The event will feature performances from more than 30 artists, according to the concert’s website. These include huge names in Latin America, like Colombian musical legends Carlos Vives, Juanes and reggaetón singer Maluma — all three of whom have collaborated with pop-star Shakira in the past.
Swedish DJ Alesso is also on the lineup, alongside Mexican rock band Mana, who have won seven Latin Grammys and four Grammys, and Spanish singer and songwriter Alejandro Sanz.
Venezuelan opposition leader Juan Guaido, who invoked a constitutional provision last month to declare himself acting president, has been working with a raft of global partners, including the United States, to bring aid into the country. Maduro has repeatedly refused assistance, leaving aid languishing on the border despite growing shortages.
Branson, founder of the Virgin Group, told CNN en Espanol on Thursday that he was asked to do the concert by Guaido, who traveled to Cucuta on Friday despite a travel ban imposed by a Venezuelan court. Guaido met with the presidents of Colombia, Chile and Paraguay at the event.

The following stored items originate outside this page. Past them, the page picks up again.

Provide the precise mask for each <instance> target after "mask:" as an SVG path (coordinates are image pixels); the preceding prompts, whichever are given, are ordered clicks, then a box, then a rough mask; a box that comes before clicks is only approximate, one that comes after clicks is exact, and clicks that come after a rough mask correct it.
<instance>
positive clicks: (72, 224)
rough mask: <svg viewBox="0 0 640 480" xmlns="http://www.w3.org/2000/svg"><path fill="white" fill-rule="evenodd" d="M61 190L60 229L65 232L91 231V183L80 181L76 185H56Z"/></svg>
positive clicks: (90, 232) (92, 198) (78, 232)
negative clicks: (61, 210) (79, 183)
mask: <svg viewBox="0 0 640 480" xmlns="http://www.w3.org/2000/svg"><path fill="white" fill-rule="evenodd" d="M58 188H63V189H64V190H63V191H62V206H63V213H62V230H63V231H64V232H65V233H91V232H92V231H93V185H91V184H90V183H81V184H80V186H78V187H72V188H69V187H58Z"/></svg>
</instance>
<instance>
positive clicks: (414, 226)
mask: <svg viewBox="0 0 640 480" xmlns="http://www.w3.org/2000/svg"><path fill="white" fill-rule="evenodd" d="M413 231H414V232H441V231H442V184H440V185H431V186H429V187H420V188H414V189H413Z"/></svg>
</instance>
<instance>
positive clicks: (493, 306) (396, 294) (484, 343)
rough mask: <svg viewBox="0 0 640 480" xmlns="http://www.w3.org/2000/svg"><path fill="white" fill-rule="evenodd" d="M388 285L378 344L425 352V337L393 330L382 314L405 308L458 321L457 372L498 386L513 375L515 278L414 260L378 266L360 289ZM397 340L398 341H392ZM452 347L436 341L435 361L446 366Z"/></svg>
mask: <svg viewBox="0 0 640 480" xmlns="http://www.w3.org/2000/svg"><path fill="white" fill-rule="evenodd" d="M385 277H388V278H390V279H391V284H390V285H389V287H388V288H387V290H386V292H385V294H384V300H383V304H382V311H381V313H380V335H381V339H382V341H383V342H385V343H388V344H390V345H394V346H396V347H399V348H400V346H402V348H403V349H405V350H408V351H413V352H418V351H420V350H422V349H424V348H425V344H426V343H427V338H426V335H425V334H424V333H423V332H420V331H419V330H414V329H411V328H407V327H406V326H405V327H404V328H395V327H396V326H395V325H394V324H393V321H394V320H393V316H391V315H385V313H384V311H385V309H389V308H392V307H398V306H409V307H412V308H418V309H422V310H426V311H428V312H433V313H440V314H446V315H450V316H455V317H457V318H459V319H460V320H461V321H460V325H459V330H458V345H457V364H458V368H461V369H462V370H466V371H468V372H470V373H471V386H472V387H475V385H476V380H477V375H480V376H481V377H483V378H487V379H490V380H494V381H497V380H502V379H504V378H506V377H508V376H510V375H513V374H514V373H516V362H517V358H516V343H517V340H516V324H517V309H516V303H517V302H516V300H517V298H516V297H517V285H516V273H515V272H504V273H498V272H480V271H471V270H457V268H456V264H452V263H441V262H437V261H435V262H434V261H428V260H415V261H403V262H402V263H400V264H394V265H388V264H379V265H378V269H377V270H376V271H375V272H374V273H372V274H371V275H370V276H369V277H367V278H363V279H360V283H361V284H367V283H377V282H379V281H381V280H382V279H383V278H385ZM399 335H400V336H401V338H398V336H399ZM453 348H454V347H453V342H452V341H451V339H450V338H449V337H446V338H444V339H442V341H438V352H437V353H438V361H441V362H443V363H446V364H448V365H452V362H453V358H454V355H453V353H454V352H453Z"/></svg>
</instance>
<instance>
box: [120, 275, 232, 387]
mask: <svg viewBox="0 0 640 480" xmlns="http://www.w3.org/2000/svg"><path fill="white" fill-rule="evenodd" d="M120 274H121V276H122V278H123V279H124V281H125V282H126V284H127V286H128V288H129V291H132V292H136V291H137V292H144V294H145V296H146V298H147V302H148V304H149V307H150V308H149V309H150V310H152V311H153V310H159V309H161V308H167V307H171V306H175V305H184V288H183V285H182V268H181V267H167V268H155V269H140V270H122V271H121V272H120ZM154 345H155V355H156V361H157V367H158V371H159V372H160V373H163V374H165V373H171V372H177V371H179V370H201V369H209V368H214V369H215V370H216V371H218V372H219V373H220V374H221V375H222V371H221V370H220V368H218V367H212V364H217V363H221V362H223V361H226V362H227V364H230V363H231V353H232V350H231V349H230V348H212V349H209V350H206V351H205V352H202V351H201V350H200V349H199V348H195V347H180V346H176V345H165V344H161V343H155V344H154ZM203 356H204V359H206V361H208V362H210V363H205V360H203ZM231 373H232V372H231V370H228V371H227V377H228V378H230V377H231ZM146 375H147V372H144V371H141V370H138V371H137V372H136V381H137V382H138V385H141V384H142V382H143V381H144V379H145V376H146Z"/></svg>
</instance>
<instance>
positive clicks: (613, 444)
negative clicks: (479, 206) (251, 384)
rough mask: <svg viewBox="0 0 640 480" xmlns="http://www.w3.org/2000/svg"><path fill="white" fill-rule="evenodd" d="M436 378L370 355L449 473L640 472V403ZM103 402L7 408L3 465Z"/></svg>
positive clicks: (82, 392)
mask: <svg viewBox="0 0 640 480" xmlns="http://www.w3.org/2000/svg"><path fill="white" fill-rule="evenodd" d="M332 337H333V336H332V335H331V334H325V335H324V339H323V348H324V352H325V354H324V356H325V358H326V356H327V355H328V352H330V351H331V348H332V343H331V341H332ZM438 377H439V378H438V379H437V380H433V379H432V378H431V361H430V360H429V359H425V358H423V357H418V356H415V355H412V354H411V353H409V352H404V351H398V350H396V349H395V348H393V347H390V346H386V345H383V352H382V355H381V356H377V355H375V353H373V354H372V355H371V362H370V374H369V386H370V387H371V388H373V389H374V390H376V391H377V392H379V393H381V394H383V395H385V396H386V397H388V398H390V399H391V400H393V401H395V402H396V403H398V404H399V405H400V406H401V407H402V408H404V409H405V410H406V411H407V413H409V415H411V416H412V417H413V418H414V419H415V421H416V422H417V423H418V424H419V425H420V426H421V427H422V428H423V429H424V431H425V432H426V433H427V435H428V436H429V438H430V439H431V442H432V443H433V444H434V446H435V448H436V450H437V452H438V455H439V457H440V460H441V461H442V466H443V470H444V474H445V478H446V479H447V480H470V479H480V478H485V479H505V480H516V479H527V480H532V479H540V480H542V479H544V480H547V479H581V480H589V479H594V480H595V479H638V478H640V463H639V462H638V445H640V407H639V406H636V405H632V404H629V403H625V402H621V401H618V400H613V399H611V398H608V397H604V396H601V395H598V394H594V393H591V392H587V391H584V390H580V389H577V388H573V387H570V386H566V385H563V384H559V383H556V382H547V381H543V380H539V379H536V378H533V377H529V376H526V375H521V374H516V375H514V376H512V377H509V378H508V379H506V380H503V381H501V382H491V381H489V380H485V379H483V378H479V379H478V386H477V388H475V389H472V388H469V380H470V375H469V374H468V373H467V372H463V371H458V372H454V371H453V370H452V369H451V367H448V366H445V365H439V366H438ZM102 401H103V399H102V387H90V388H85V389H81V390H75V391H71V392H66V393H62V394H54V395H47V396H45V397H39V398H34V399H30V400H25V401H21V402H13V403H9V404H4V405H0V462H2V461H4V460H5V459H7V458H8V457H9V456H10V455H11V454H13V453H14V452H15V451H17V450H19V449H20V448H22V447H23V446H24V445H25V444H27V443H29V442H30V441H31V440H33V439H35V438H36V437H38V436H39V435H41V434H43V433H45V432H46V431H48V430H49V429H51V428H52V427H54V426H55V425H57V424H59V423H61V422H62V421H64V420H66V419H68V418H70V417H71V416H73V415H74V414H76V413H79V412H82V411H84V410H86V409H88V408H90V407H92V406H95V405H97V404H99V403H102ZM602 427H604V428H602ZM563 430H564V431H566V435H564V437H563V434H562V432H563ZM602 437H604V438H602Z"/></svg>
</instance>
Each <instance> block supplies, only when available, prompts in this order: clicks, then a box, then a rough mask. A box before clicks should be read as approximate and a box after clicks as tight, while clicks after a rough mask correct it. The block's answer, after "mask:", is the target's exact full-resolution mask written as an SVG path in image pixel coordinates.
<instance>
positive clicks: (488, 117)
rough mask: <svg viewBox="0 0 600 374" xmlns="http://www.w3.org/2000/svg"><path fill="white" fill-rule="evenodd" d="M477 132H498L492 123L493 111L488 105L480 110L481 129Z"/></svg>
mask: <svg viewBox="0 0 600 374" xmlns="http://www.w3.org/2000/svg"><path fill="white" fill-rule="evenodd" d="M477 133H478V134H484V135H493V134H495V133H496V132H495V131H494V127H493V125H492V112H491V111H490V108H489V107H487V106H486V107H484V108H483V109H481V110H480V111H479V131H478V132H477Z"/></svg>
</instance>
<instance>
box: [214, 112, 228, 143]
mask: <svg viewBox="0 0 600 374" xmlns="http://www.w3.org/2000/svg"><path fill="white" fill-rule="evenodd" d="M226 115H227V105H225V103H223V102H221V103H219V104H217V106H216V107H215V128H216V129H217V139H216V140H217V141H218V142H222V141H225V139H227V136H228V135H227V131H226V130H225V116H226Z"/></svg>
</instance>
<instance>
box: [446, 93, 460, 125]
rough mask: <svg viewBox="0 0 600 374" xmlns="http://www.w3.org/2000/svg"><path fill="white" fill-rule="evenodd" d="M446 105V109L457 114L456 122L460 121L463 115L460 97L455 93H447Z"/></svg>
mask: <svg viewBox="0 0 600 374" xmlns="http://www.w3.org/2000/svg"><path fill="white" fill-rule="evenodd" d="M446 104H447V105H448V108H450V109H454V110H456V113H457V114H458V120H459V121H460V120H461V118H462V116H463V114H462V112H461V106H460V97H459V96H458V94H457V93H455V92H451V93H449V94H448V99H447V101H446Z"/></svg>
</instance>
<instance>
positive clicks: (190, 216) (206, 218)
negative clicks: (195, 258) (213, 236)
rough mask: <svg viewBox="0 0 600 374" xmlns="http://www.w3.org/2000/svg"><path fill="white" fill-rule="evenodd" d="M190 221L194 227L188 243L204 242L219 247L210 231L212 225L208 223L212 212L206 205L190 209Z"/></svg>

“He (Guaido) will be coming to the other side of the bridge with maybe a million of his supporters, and I suspect both of us, both sides, will be handing flowers to the military and the people guarding the bridge, and seeing whether they can be persuaded to do what they must realize is the right thing,” Branson said.
Maduro is planning to stage a rival concert on the other side of the Tienditas Bridge in Tachira, Venezuela.
Photos showed workers setting up scaffolding and stages some 1,000 feet from each other, separated only by the containers that the Venezuelan government has installed to block access to the country.
“We just want peace and tranquility,” Maduro said during a televised speech on Thursday.
Guaido left Caracas on Thursday with a group of lawmakers headed to the border to “welcome the humanitarian aid,” his spokesman, Edward Rodriguez, told CNN.
A convoy of buses carrying members of Venezuela’s National Assembly, who were traveling separately from Guaido, was blocked briefly en route to the border.
The opposition plans to bring humanitarian aid into Venezuela on Saturday in a move that could prompt a showdown with authorities.
Maduro, who is facing growing calls to step down by the international community following his disputed re-election last year, denies that a humanitarian crisis exists in his country. He has suggested instead that aid efforts are part of a plot by the US to orchestrate a coup.
The beleaguered president said on Thursday that he had closed the border with Brazil and was considering shutting the Colombia border too ahead of the planned aid deliveries. Venezuela closed its maritime border with Aruba, Curacao and Bonaire and, in the western state of Falcon, stopped flights to and from those islands.
“We hope that Colombian President Ivan Duque won’t follow the orders of President Donald Trump to seek violence at the border,” Maduro said. “Is Trump the Commander in Chief of the Venezuelan Armed Forces? The answer is obvious. And the answer to imperialism is also obvious.”